- Born: Todd Abrams December 27 Baton Rouge, Louisiana
- Known for: Knife throwing

= Jack Dagger =

American knife throwing and primitive weapons expert

Jack Dagger is an American knife throwing and primitive weapons expert. He grew up in Baton Rouge, Louisiana, where he started practicing knife and axe throwing from a young age.

As he became an expert, Dagger organized the Baton Rouge Knife and Axe Throwers Club. His first television commercial was in 1995, which featured him throwing a tomahawk at a Louisiana-shaped target for a local political campaign ad.

Dagger moved to Los Angeles in 2003, where he met Michael J. Bainton, current executive director of the International Knife Throwing Hall of Fame.
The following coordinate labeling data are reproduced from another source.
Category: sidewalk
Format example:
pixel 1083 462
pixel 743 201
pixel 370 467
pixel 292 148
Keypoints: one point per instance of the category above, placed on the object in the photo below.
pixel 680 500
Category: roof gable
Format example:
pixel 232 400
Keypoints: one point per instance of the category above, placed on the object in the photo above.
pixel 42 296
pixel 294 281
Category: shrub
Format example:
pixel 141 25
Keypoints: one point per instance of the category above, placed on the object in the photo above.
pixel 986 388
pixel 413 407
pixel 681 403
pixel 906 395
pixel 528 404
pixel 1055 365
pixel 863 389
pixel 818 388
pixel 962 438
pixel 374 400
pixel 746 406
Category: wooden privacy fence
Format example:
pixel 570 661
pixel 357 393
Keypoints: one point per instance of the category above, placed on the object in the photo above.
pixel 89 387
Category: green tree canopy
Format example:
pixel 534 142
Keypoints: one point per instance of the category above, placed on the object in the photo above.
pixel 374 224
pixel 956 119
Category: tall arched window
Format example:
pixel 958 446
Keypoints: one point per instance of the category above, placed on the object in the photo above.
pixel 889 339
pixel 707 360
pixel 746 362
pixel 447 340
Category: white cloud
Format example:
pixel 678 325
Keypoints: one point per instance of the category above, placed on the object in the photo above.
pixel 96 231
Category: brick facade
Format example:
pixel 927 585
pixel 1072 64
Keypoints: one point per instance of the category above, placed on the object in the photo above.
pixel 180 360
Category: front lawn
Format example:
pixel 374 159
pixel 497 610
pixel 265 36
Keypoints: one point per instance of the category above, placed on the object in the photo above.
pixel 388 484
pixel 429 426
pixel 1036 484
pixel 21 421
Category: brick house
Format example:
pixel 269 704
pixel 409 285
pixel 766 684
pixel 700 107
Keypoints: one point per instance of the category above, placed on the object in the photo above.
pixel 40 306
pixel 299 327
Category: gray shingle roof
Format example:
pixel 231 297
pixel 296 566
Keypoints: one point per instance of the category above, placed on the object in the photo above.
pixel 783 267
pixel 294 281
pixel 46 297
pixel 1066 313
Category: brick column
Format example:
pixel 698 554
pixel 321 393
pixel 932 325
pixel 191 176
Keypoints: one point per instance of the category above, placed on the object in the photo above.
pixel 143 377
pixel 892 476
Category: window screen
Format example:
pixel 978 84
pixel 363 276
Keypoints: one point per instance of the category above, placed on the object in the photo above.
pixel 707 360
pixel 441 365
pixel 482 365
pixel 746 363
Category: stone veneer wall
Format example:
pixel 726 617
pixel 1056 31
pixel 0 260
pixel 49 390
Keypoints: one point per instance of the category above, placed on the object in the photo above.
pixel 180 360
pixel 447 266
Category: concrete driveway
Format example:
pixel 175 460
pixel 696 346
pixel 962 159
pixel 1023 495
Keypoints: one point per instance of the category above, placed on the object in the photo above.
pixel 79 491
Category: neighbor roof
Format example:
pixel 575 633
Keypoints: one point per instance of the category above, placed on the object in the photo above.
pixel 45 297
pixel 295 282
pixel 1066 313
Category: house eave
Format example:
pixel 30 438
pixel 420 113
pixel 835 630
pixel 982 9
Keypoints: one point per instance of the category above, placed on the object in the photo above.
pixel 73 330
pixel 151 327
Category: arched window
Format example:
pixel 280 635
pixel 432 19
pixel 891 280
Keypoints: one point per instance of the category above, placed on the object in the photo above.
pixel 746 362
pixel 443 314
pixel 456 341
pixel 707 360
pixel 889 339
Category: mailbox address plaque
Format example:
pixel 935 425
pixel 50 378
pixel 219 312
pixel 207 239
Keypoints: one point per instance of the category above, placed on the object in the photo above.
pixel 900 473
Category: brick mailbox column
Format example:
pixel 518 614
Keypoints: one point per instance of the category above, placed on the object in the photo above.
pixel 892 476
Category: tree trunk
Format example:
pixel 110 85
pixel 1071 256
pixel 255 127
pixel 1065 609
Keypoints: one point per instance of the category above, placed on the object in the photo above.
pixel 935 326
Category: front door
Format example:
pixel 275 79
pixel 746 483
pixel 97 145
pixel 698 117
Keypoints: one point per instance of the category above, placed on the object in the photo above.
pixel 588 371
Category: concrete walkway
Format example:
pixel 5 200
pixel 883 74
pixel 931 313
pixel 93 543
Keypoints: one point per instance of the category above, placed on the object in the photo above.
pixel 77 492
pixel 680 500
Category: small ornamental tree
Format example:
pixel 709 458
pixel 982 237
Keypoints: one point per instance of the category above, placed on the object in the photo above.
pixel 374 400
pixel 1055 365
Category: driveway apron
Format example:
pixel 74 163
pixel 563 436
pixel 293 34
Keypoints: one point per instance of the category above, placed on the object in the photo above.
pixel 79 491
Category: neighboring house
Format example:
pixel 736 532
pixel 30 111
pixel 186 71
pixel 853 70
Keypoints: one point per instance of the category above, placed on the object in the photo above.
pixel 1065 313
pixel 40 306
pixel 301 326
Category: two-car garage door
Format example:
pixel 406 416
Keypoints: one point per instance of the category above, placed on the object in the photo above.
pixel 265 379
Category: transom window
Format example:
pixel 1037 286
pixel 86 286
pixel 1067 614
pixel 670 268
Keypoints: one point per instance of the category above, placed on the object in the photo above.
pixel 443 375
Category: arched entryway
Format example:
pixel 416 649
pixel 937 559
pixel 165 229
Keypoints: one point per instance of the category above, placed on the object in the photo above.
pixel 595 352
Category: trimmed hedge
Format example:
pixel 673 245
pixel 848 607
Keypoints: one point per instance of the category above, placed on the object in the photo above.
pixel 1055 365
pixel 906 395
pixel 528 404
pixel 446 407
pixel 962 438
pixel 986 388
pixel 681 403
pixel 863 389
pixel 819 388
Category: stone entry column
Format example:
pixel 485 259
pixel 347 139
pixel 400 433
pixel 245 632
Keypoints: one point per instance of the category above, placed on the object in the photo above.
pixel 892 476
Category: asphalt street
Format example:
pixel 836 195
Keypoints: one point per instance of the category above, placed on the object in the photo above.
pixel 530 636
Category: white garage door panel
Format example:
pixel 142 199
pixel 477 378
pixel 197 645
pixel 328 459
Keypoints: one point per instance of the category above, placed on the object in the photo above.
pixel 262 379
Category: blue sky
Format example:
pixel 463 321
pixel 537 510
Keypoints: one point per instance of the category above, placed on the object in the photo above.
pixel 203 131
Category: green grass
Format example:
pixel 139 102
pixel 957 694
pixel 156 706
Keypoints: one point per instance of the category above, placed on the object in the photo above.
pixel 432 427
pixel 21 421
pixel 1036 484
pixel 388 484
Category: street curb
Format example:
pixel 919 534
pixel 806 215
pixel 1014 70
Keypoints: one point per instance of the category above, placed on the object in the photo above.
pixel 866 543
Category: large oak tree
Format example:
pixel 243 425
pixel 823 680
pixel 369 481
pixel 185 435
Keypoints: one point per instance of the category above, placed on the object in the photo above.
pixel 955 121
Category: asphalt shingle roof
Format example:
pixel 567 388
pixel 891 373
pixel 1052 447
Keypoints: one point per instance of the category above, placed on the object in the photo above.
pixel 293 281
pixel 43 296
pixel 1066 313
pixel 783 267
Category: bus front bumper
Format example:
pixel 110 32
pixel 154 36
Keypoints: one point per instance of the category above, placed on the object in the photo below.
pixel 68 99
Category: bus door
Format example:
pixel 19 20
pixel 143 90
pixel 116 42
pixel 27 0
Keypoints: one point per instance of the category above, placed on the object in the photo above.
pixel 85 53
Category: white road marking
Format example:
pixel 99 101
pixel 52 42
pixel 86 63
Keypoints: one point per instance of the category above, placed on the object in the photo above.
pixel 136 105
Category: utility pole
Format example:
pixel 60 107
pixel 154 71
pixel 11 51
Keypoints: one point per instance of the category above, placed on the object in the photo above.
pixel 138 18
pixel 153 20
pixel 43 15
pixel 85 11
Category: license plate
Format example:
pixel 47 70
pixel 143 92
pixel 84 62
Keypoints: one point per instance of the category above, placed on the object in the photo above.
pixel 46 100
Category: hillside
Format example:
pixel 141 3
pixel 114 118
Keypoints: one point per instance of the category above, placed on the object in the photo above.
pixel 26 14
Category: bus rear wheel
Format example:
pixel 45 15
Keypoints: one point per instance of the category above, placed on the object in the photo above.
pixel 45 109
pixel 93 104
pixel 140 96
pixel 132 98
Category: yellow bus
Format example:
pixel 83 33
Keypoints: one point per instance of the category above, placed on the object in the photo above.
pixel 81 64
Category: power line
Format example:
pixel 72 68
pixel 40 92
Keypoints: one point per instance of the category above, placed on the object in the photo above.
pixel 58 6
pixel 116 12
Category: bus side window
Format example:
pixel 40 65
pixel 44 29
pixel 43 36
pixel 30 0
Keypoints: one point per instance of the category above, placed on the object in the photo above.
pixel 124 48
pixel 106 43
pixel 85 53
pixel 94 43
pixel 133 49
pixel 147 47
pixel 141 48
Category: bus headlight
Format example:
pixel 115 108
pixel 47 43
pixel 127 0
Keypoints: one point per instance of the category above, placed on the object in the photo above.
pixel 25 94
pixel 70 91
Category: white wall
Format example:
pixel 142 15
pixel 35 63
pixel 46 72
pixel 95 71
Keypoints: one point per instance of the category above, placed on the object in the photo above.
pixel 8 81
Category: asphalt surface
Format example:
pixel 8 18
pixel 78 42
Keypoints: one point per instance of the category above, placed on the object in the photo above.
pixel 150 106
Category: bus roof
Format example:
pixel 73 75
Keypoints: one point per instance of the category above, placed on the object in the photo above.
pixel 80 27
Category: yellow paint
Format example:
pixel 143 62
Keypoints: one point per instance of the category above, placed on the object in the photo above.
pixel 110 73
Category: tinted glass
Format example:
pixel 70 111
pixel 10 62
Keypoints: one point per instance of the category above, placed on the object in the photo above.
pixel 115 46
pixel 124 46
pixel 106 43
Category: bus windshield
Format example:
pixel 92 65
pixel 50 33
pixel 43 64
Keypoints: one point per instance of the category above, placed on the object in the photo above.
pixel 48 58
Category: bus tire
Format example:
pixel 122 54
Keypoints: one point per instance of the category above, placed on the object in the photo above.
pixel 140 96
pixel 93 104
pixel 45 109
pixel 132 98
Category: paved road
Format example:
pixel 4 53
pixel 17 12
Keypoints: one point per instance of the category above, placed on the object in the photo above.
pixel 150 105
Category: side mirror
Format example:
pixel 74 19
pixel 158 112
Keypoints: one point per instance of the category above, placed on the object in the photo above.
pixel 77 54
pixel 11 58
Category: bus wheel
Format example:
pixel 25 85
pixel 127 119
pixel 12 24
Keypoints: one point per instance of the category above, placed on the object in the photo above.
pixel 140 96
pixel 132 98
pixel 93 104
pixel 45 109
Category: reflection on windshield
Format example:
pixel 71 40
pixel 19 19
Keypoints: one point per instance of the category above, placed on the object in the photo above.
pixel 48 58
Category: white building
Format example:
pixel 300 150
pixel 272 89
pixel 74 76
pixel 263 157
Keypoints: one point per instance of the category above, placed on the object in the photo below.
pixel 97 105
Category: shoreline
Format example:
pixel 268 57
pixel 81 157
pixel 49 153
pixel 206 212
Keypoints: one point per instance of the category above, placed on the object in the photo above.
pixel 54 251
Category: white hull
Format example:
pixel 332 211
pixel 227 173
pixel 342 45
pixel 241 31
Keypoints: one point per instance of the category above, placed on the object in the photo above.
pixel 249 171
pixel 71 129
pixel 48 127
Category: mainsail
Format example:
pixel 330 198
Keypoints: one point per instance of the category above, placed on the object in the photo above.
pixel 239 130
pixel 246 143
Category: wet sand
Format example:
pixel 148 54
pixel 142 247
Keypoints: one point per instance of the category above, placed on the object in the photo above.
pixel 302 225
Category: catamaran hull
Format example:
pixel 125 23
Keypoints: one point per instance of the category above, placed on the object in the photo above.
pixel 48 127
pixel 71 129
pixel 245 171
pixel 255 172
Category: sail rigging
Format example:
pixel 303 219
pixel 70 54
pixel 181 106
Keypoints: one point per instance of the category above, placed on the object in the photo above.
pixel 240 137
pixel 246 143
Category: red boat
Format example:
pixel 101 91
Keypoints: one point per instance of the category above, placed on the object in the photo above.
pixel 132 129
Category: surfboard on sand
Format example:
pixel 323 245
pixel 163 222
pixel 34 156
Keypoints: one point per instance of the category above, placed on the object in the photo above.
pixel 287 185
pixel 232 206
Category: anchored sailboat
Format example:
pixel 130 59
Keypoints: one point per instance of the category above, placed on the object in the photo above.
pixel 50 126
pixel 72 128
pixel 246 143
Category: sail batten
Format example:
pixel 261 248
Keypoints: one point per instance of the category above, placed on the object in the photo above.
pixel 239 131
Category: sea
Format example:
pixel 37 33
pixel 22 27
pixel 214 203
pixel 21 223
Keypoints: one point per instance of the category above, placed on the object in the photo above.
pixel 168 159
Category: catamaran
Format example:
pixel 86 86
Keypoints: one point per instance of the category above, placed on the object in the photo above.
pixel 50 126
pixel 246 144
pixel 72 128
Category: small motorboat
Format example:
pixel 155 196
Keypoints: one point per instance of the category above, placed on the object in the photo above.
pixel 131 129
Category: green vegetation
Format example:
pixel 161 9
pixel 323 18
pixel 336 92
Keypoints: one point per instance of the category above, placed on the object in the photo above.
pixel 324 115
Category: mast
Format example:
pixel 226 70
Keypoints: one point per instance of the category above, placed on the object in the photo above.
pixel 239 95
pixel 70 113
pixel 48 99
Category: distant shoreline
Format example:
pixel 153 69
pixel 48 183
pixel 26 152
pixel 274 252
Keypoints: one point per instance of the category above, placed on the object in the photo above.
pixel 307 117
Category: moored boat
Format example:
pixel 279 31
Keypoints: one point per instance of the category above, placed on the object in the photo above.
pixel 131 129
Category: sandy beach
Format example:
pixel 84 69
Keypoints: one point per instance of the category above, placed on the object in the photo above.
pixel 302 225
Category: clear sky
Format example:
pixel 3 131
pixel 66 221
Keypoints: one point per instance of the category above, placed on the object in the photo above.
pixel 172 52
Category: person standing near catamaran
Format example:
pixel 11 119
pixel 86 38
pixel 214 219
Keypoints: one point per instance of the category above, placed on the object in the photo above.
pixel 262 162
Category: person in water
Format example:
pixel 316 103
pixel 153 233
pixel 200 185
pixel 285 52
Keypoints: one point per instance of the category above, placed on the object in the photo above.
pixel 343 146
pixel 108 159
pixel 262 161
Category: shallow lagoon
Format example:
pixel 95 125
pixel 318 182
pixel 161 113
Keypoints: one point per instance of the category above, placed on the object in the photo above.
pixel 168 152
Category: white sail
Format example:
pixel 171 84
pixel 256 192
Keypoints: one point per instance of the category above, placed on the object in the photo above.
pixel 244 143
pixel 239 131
Bainton guided Dagger to practice further, perfecting his technique. Since then, Dagger has performed in over a thousand shows, as well as made several television appearances. He also organized the LA Daggers.

Dagger has won several World Championships, and has been recognized by the International Knife Throwers Hall of Fame. Some of the tricks he has performed or designed are the Knife Catch, the Tomahawk Catch, the Unicorn Catch, and the Jack Knife – Cucumber Slice, which he performed in 2009 on The Tonight Show with Conan O'Brien. He has also received the National Knife Throwing Entertainer of the Year Award three times. Dagger also works as an adviser and tutor to artists. He has worked with David Boreanaz (from Angel) and Adam Sandler (from You Don't Mess with the Zohan).

Dagger has been a recurring trainer in History Channel's marksmen competition show, Top Shot. Dagger has trained the contestants in the use of throwing knives, slingshots, tomahawks, blowguns, and atlatls.